Una se doa demais, sente as coisas e é fervorosamente apaixonada por tudo e todos que a completam – mesmo não sendo muitos. Sua piedade exacerbada fez-lhe aprender coisas. Seus desejos alcançam estrelas, e escreve cartas (nelas expele toda a sua raiva e descontentamento para com quem a receberá). Ela diz coisas que ferem devido ao caráter letal; deseja grandes pequenas coisas, pois acredita que, para ser feliz, precisa pouco.

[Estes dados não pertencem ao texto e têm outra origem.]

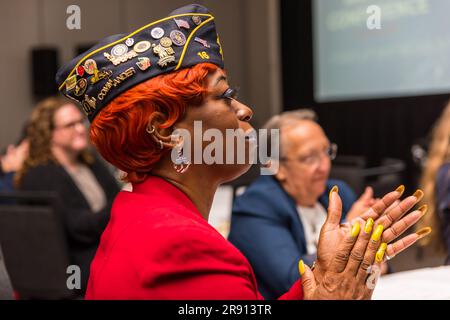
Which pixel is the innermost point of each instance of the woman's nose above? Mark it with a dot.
(243, 112)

Dúbia exala orgulho e arrogância, tanto no andar quanto na fala concisa; sua estrutura é metálica e faz tudo pela aparência... já foi doença, parece melhor disso, mas sucumbe aos vícios mortais. Talvez acredite em Deus e guarde para si segredos e particularidades. Mas ela é duas. Criatura compassiva, ligada à necessidade alheia, dócil, fala amável, preocupação com o outro. Tem em mãos o arco e a flecha, e quer, a qualquer custo, acertar e fazer presa a outra.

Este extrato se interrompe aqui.